In Minnesota, when the snow comes, it rolls out flat on the roads like wedding cake icing. After a time there come the snowplows. These push most of the snow off the roads, leaving a layer of hardpack snow bonded to the tarmac.
Brake early, drive slowly, and you’ll do fine. There is a reason why so many cars in the colder states have bumper dents, but with a bit of patience and a healthy distrust of other people’s intentions you could go a whole winter without hitting anyone.
These odds drastically reduce if you are driving what I like to think of as a “toy SUV”. This is a whole class of vehicles that exists for people who don’t have enough drug connections to need an Escalade, but hate the environment too much to drive a normal car. Good examples include the Jeep Compass, or the Dodge Nitro.
All of these models come (apparently) with an overweening sense of invincibility.
One time I was driving home from work, doing a smidgen under the speed limit, on a slippy crust of snow. At one point, the road becomes one lane, and it was around then that someone in one of those toy SUVs pushed up behind me and started tailgating me. You could almost see the frustration beading on their windshield. Man, they were in a hurry, and the speed limit wasn’t going to cut it. This continued for about a half mile, until the road split back into two lanes.
And then a wonderful thing happened. The baby SUV roared ahead of me on the left, driver gesturing vulgarly out of the window, snow spray spattering my car. They accelerated ahead for a long moment, then fishtailed wildly, lost traction completely, and spun to an eventual slow stop in the middle of a large snowbank. I drove past sedately.

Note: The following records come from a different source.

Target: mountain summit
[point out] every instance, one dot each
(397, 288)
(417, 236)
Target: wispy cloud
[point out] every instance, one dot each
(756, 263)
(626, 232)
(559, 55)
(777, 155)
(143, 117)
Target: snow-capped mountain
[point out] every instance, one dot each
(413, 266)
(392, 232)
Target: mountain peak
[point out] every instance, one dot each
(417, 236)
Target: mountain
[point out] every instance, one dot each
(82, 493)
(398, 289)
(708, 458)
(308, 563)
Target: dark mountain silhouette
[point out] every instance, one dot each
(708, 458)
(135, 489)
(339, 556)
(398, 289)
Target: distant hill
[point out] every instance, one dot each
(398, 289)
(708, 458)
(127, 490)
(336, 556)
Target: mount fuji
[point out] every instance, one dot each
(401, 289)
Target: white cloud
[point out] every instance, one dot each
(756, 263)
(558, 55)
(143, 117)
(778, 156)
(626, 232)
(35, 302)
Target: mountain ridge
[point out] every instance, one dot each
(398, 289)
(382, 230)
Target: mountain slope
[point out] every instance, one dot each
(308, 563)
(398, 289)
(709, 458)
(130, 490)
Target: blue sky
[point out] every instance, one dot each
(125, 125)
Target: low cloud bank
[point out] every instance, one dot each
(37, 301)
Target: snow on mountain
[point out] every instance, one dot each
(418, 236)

A moment like that happens maybe once or twice in a lifetime. I’m still savoring it, years later. Talk about karma!
Grrr, Other People
The rest of the time, you don’t get to see that kind of immediate karma. But you’re certain to encounter angry drivers every single day, whether you’re on a road trip or just popping round to the shops.

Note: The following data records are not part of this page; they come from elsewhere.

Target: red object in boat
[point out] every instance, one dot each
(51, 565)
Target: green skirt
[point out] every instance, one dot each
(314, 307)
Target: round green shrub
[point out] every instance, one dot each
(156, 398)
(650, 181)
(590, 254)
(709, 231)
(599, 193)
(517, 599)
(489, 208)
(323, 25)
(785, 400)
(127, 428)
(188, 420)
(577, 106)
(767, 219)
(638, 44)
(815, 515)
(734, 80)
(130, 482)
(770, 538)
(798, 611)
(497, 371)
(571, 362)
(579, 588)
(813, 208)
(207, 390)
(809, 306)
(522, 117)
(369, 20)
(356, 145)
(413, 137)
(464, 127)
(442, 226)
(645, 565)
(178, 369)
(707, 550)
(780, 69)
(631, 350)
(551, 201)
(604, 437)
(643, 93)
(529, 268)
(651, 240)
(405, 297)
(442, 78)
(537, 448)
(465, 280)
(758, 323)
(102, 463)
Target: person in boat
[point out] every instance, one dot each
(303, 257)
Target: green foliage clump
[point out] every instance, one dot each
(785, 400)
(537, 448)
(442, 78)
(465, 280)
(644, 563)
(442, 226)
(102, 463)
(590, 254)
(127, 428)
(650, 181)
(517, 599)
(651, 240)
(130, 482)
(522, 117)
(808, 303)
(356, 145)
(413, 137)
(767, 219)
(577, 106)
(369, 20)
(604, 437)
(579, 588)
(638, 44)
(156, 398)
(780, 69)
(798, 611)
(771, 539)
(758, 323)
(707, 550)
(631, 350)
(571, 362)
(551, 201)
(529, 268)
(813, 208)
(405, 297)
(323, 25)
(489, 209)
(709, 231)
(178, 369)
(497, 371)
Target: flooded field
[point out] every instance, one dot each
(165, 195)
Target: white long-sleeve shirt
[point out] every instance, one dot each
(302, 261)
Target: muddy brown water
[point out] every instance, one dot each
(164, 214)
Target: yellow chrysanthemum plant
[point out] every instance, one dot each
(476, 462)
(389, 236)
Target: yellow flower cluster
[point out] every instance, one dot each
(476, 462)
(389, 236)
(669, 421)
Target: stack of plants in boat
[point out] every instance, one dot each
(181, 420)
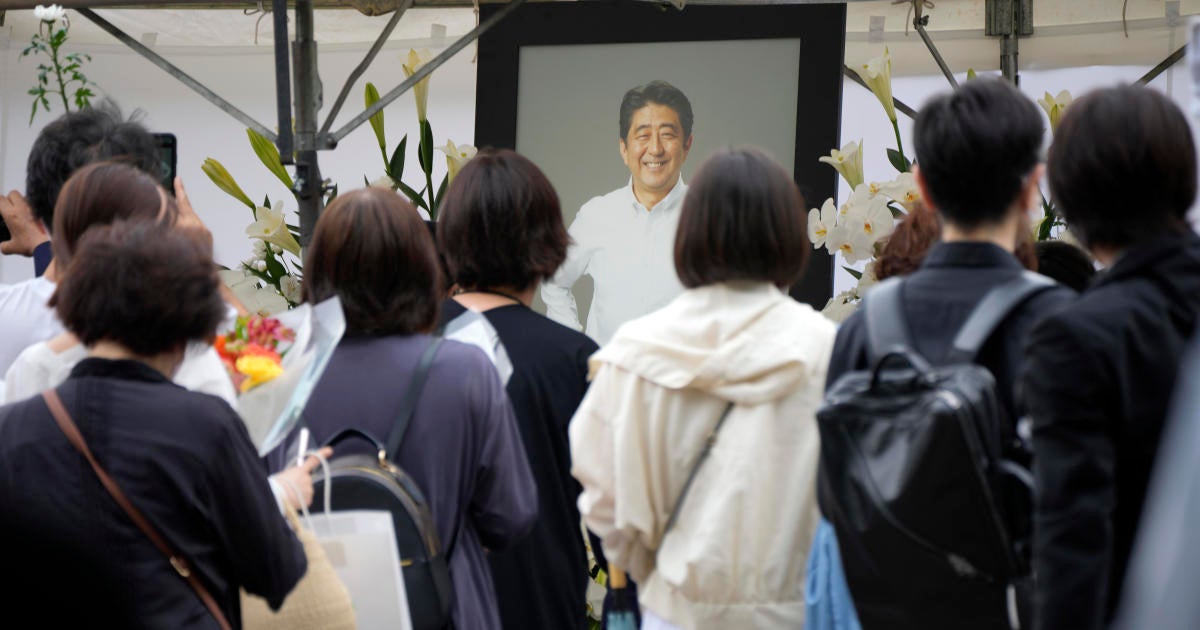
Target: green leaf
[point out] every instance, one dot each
(221, 177)
(426, 148)
(372, 97)
(413, 196)
(396, 165)
(442, 191)
(899, 161)
(269, 155)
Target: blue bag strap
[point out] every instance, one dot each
(991, 311)
(887, 328)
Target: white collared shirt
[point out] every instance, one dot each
(629, 252)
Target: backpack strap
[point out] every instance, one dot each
(886, 324)
(991, 311)
(408, 403)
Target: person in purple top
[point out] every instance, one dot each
(463, 448)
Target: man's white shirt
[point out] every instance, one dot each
(629, 252)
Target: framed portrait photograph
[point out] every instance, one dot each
(569, 84)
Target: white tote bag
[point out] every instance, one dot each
(361, 546)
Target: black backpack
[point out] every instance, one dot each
(912, 473)
(375, 483)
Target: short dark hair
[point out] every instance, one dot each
(79, 138)
(142, 285)
(1123, 166)
(657, 91)
(101, 193)
(371, 250)
(975, 148)
(743, 219)
(1065, 263)
(501, 223)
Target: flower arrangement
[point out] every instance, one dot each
(274, 271)
(857, 228)
(64, 70)
(253, 351)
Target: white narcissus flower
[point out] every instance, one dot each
(291, 288)
(876, 73)
(851, 243)
(1055, 106)
(49, 13)
(421, 90)
(456, 156)
(875, 221)
(821, 222)
(903, 190)
(271, 228)
(849, 162)
(840, 306)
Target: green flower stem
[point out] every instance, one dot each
(895, 127)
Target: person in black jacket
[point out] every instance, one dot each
(978, 155)
(1101, 372)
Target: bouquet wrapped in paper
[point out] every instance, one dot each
(275, 363)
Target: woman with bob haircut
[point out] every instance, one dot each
(136, 294)
(99, 195)
(1101, 372)
(372, 251)
(733, 355)
(501, 231)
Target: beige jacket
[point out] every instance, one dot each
(736, 557)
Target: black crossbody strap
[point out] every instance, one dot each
(695, 468)
(408, 403)
(991, 311)
(886, 324)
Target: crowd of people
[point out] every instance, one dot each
(684, 448)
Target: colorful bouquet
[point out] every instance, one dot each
(253, 351)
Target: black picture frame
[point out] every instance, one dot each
(821, 30)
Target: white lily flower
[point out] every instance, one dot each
(903, 190)
(291, 288)
(876, 73)
(875, 220)
(253, 297)
(840, 306)
(271, 228)
(1055, 106)
(384, 183)
(849, 162)
(456, 156)
(49, 13)
(421, 90)
(851, 243)
(821, 222)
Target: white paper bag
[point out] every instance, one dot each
(361, 546)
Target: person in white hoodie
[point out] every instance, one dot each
(732, 361)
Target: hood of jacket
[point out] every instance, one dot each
(743, 342)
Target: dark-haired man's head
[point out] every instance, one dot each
(81, 138)
(655, 136)
(1123, 167)
(977, 153)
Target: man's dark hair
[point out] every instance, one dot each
(79, 138)
(1123, 166)
(976, 147)
(371, 250)
(1065, 263)
(501, 223)
(660, 93)
(743, 219)
(101, 193)
(142, 285)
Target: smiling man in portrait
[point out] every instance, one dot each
(625, 239)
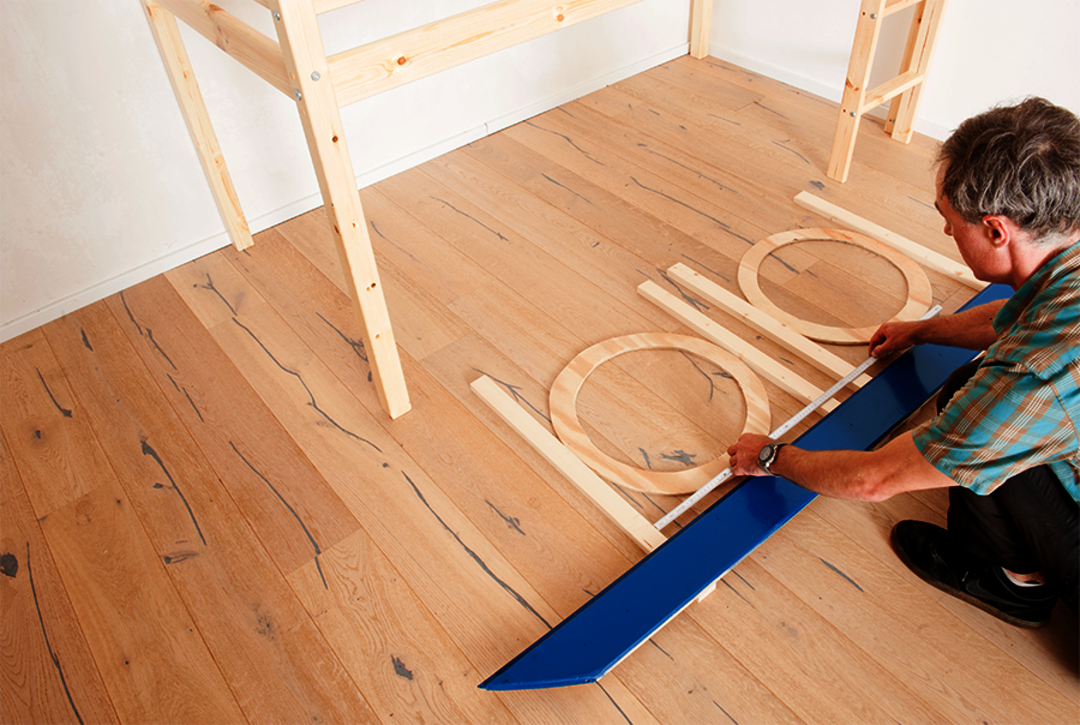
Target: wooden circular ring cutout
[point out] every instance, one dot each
(919, 293)
(564, 415)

I thought Minnesotan drivers were rude and unnecessarily hostile when I started driving there. Then I moved to the East coast, and I realized — whoa — I didn’t know from hostile. Everyone here drives around in a perpetual rage, as if every driver they see is on the road for the express purpose of thwarting them.
The reason that we act like we’re sitting on cactii when we drive turns out to be fairly straightforward. This article lays out the components that lead to the anger we experience: tension, goal-blocking, unwritten rules, and anonymous offenders.
Tension. Quite simply, driving is dangerous. Because it is dangerous, it makes us nervous.
Goal-Blocking. Every red-light that stops us, every driver going too slow, and every poorly marked intersection is one more thing keeping us from our goal.
Unwritten Rules. Most people have their own set of rules that loosely follow the written ones… When someone violates our rules, we get angry.
Anonymous Offenders. Most of the time, the other drivers are unknown to us. This makes it really easy for us to label them negatively or make assumptions about why they did what they did.
Is it any surprise that there’s so much vitriol on the Internet? All of the above factors are an unavoidable part of the experience. Some of them are even exaggerated. You might not even be able to articulate your goal in arguing with someone, and there is no place more anonymous than the Internet. There are hardly any rules.
The key to surviving the internet is very like the key to not unnecessarily spinning off into a snowbank. We need to make sure that empathy — not anger or frustration — is the core of each interaction we have. Just like on the road, on the internet we rarely get where we’re going any faster by bowling someone else over.
That’s another person, behind the wheel of that car. That’s a human being on the other side of that screen.